The conference will also allow the IPO to share what Maestro Zubin Mehta, the event’s Honorary President, calls “a rich tapestry of musical moments.” These include a Sunday showcase by IPO’s Israeli-Arab ensemble, Shesh Besh. The septet, with its 17-year record combining musical education and cross-cultural understanding, will set a collaborative tone for the conference. Among the other performances will be some of the children currently taking part in the Sulamot: Music for Social Change program, which annually provides musical instruments and training through 18 youth orchestra to 2,000 at-risk children across the nation.
A highlight of the IPO’s yearlong 80th Anniversary celebration, the conference will bring deserved attention to the extensive outreach the orchestra pursues beyond the concert hall walls.
“People in the music field know us,” said IPO Education Director Irit Rub. “But few know the extent to which the Philharmonic invests its money, time, good will and good work into what is a very far-reaching music education program.”
The IPO conference in Tel Aviv is itself a testament to the inspirational power of these conferences.

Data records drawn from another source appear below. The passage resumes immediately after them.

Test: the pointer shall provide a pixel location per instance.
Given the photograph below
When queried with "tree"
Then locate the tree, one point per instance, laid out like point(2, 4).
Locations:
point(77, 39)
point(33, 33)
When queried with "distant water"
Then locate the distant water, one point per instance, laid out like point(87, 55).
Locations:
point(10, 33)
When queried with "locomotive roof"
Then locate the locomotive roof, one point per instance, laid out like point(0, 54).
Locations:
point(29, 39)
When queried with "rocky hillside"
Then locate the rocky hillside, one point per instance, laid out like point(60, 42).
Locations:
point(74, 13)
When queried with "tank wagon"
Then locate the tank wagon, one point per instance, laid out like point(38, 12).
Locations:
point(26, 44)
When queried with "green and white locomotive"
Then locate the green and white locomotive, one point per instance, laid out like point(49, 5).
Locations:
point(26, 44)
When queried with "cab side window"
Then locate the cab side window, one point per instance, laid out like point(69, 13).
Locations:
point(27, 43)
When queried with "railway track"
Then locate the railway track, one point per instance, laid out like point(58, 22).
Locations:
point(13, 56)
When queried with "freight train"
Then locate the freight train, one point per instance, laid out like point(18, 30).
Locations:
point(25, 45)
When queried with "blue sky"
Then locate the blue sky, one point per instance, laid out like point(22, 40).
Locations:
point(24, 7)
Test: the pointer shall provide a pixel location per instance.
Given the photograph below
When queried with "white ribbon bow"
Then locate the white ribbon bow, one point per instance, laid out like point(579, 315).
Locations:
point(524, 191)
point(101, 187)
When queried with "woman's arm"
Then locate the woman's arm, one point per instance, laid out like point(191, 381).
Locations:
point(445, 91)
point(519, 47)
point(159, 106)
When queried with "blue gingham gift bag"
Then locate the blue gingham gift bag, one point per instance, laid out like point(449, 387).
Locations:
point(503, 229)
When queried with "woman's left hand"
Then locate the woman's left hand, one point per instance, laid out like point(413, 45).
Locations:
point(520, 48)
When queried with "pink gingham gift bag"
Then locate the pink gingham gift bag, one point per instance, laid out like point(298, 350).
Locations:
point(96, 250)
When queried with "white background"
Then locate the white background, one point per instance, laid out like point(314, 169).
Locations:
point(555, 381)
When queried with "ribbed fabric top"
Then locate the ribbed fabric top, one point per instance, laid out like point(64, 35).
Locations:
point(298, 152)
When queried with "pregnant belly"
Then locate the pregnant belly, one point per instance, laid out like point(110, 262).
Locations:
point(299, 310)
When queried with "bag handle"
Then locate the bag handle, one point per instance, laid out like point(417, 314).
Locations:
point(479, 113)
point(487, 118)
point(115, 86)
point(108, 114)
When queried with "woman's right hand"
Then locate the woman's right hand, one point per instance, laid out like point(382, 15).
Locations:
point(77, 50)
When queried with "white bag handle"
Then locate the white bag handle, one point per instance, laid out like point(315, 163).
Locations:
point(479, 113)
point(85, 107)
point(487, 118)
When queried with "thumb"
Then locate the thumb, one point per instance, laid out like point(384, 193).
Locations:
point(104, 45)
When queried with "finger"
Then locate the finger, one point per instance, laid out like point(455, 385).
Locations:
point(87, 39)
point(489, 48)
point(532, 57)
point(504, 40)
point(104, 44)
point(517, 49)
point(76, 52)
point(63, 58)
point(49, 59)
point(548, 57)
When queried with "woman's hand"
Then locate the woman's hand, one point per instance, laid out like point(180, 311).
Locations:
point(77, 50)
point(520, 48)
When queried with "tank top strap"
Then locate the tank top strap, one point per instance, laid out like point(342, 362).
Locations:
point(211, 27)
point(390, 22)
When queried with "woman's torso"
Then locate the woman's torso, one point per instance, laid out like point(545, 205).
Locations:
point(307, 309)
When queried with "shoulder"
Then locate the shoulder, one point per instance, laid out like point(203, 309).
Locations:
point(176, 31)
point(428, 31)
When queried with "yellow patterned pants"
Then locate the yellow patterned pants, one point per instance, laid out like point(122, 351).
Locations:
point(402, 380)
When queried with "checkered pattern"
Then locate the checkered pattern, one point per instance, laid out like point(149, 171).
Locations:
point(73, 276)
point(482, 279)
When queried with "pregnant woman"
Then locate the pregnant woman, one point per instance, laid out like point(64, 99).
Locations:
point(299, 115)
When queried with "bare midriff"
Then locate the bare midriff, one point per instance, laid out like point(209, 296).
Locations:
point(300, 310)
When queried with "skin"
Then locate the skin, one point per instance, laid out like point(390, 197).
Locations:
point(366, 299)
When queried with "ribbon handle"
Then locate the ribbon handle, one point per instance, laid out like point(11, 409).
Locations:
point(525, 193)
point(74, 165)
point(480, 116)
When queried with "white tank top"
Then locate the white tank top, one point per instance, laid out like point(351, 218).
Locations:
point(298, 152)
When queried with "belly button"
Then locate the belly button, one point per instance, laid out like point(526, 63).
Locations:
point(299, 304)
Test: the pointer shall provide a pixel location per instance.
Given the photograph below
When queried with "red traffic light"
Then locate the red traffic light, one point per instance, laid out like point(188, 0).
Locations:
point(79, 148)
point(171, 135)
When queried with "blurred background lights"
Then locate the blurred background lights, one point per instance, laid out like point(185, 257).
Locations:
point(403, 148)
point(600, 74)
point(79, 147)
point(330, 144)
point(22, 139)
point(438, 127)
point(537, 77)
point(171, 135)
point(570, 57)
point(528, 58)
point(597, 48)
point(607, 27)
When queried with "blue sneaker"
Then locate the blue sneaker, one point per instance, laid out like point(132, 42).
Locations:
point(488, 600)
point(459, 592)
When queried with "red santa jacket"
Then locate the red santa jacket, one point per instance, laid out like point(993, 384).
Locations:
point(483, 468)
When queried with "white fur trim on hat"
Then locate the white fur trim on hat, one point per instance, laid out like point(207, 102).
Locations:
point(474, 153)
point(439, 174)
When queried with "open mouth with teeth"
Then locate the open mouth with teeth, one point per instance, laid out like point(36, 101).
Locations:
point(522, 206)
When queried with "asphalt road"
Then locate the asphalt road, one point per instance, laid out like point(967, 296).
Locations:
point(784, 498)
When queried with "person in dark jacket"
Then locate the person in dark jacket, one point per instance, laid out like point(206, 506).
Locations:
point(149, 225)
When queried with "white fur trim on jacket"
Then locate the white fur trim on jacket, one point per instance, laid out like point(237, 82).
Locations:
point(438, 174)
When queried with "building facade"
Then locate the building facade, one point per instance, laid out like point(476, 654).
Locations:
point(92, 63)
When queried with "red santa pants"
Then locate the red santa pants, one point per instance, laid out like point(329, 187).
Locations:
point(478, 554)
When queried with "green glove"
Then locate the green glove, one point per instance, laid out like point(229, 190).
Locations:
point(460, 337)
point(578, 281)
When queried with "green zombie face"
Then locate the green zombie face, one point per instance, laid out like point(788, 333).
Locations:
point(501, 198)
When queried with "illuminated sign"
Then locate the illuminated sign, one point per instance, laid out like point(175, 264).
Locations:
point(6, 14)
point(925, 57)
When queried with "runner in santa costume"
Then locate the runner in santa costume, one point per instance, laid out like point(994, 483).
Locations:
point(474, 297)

“I was at a music education and community conference in Germany about 18 months ago,” she said, “listening to the programs and meeting people and I suddenly thought, ‘Wow, the IPO is doing so many things in Israel, and people don’t know our country or the real community work and music education we do. Let’s do one.'”
The Speakers and Topics
As part of Sunday’s opening reception there will be welcomes from Yoel Abadi, Chairman of the IPO Management and IPO Secretary General Avi Shoshani, and overviews of the KeyNote programs from Rub and Dr. Dochy Lichtensztajn, KeyNote’s Pedagogical Director.
The first day will conclude with a talk by Prof. Tomer Lev, the head of Tel-Aviv University’s Buchmann-Mehta School of Music on “Music and Music Education in Israel in an Era of Social and Cultural Schism” and a performance by the IPO Brass Quintet.
Among the many renowned figures in music education who will speak at the conference (See full schedule here) are three from the United States: Dr. André de Quadros, Professor of Music and Chair of the Department of Music Education at Boston University, will present “Identity, Belonging and Struggle: Building Community through Music”; Carnegie Hall Executive and Artistic Director Sir Clive Gillinson will explore “purpose and values and the centrality of education to the arts”; and Dr. Patricia Shehan Campbell, a leading ethnomusicologist and Professor of Music at University of Washington, will speak on “Traditions and Transformations of Music in Schools and Communities.”
“André de Quadros is a real social activist known around the world for social projects in which he goes to places where people have nothing to do with music and makes them sing,” said Rub. “On the last day he will hold one of his singing workshops to demonstrate his work. And Dr. Campbell is known around the world from her many publications. People from the field of ethnomusicology are really impressed that she’s coming.”
With speakers from Canada, South Korea, Singapore, France, Germany, Holland, Finland, England and the United States, there will be simultaneous translations from Hebrew to English and English to Hebrew throughout the conference.
“Our main goal is letting people from abroad know how much the orchestra is involved in education,” she said. “The other thing is that I hope we foster a fuller understanding of Israel in the eyes of people around the world. And also, I want music educators and teachers in Israel to have the chance to meet colleagues and to speak with these interesting researchers.”